OP, they aren’t your family, no matter how much you wish they were. They want to chat and reminisce and indulge the dynamic they established as kids.

I don’t think this relationship is working out though.

99bottlesofkombucha · 11/08/2025 06:40

Contact the exes parents and let them see their child, tell your boyfriend he is happy with the status quo that his sisters deliberately exclude you and you are going to build the connections for your child that you can and no longer let him influence you to cut them off now you’ve seen he doesn’t have your child’s wellbeing at heart. Be a better mum. Be a less appeasing girlfriend and stand up for yourself, give less as I suspect he doesn’t deserve it.

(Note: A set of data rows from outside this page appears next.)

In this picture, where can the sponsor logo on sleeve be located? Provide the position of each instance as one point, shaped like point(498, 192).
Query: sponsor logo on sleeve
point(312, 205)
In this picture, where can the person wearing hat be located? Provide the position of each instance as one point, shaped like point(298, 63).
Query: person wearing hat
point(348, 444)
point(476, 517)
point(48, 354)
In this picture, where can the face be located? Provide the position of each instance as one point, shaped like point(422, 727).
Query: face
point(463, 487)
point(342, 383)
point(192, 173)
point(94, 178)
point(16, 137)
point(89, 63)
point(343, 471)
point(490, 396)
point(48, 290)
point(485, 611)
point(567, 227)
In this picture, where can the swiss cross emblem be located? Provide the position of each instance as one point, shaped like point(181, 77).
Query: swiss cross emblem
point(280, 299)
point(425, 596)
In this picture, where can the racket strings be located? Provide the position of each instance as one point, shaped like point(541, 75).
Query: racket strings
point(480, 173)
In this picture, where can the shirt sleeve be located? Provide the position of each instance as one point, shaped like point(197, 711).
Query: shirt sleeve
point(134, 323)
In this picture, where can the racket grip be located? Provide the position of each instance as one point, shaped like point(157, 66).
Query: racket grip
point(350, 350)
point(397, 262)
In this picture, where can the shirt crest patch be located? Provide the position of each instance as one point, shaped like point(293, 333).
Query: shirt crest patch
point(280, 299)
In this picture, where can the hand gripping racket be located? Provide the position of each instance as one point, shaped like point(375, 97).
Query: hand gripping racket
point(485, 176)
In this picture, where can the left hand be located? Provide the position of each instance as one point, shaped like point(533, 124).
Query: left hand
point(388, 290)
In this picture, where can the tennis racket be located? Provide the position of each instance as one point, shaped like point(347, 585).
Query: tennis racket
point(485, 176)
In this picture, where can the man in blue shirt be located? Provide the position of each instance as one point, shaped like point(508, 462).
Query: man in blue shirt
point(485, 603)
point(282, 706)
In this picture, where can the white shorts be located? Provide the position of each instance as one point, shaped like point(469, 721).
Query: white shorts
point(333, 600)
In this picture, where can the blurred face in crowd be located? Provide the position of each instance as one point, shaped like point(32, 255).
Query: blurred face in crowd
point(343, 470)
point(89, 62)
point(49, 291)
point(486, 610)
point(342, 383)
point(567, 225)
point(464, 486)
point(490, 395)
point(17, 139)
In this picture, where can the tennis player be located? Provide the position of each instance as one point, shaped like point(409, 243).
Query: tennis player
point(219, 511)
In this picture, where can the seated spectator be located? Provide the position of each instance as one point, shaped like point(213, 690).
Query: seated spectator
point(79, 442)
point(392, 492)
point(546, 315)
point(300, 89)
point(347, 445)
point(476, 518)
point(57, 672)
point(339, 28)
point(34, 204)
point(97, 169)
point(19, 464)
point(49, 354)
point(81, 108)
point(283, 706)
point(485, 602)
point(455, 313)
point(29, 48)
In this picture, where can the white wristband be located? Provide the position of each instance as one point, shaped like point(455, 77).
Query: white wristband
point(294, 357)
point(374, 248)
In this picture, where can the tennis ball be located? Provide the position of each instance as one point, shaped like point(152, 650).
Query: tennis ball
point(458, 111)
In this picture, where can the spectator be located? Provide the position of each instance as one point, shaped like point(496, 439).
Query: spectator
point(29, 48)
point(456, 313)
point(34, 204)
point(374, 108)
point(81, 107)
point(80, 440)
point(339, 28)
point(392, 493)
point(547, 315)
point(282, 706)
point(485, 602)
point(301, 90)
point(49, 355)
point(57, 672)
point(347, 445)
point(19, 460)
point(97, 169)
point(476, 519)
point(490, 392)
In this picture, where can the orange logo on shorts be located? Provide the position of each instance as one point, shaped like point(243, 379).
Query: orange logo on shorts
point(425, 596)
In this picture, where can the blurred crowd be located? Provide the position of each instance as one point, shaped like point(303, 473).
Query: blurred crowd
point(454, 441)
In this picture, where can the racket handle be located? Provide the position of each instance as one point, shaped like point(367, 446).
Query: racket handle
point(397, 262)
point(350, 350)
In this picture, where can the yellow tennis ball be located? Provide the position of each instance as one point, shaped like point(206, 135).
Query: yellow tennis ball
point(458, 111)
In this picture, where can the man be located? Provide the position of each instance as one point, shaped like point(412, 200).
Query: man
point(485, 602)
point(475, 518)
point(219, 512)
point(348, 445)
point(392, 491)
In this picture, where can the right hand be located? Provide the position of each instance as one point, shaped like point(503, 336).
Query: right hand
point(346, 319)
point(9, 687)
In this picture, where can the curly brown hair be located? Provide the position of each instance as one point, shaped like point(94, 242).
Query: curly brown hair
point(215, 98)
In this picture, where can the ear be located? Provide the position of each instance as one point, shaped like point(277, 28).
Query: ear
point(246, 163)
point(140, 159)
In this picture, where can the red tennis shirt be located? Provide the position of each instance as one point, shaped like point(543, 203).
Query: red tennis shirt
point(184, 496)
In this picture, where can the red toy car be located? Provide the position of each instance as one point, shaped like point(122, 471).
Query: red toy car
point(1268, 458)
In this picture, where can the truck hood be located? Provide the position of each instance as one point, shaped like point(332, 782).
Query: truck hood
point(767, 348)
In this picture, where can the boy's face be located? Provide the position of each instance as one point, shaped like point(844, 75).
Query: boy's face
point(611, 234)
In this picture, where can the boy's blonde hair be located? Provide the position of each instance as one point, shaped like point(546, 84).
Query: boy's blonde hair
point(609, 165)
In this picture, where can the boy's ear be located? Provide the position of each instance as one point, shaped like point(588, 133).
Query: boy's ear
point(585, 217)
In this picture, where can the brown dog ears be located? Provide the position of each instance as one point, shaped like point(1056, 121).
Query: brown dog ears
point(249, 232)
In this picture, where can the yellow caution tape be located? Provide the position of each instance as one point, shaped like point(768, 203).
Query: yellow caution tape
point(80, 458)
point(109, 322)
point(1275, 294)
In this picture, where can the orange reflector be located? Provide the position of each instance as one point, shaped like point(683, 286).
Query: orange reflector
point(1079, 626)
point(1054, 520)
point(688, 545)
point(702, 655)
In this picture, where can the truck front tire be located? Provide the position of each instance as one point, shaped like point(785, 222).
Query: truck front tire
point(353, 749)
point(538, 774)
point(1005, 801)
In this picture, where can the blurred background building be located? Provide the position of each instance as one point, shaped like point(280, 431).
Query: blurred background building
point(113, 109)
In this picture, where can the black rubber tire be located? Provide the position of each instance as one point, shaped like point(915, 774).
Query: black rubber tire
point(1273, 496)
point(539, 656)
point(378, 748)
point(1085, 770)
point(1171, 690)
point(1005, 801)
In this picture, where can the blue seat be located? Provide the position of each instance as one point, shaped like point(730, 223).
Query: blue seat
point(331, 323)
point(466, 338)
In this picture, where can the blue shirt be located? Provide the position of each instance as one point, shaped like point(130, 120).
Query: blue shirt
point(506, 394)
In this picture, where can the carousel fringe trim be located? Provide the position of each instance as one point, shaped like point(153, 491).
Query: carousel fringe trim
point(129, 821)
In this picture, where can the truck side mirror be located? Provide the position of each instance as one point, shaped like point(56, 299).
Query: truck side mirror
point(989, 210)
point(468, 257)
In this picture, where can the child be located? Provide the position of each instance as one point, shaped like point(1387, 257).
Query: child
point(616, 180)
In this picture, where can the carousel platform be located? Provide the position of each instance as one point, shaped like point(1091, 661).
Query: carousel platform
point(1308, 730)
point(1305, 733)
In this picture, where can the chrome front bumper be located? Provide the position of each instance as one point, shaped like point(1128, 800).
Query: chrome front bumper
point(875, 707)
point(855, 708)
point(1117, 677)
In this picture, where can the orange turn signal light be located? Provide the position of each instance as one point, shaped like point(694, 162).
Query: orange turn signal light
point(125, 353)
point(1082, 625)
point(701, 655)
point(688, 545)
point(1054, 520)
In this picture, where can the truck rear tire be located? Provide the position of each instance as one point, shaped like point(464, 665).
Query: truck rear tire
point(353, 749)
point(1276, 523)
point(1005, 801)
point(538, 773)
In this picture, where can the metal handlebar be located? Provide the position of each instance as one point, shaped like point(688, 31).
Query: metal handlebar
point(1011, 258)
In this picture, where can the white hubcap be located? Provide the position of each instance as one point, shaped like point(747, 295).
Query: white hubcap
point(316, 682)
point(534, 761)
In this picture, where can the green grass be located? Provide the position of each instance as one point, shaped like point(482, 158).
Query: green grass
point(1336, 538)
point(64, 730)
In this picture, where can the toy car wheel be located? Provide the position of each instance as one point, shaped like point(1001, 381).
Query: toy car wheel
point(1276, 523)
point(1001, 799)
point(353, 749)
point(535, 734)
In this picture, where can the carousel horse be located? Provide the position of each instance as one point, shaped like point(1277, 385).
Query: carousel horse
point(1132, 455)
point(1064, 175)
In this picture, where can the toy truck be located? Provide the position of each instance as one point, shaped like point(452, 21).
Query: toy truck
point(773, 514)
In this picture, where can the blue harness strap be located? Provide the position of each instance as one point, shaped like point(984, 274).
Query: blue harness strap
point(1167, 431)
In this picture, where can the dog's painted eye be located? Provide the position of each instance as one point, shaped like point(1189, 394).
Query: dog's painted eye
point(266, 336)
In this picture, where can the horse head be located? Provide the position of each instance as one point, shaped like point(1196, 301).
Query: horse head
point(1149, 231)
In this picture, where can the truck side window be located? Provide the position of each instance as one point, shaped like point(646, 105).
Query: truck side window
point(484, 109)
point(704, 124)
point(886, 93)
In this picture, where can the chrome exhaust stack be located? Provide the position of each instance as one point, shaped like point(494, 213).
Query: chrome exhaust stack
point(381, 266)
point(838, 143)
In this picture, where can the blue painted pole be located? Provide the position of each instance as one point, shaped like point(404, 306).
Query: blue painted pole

pinkdelight · 11/08/2025 06:41

You talk a lot about how few family members you have and then reveal you’ve cut your DS off from his grandparents because of this boyfriend. That’s pretty awful and much worse than some sisters not prioritising time with a brother’s girlfriend, which is their prerogative.

SD1978 · 11/08/2025 06:44

It seems, reading between the lines, that you rely on your partners family picking up and being your family when you come into a relationship, from what you’ve said with previous ex’s. Families liked and included you. You can’t assume that they (partners families) will always want t9 pick up the slack for your own lack of family, as crap as it is you don’t have anyone. But you did have s9meone, you had your child’s parents and you dropped them for a partner and family that you hoped would pick you up and didn’t. They aren’t responsible for being your family, you had some family help and you chose to drop them. Your partner having an issue with this, and you dropping them is the real issue

PamIsAVolleyballChamp · 11/08/2025 06:45

myplace · 11/08/2025 06:36

We don’t know the boy doesn’t see his grandparents. That may happen while he’s with his dad.
It’s OP who doesn’t see them.

OP, they aren’t your family, no matter how much you wish they were. They want to chat and reminisce and indulge the dynamic they established as kids.

I don’t think this relationship is working out though.

Am hoping this is correct. @CookieElizabether you haven't actually stopped your ds from seeing his paternal relatives have you?

FlatWhiteExtraHot · 11/08/2025 06:51

The OP didn’t say she’d stopped her child seeing his grandparents. She said she had ended her relationship with them.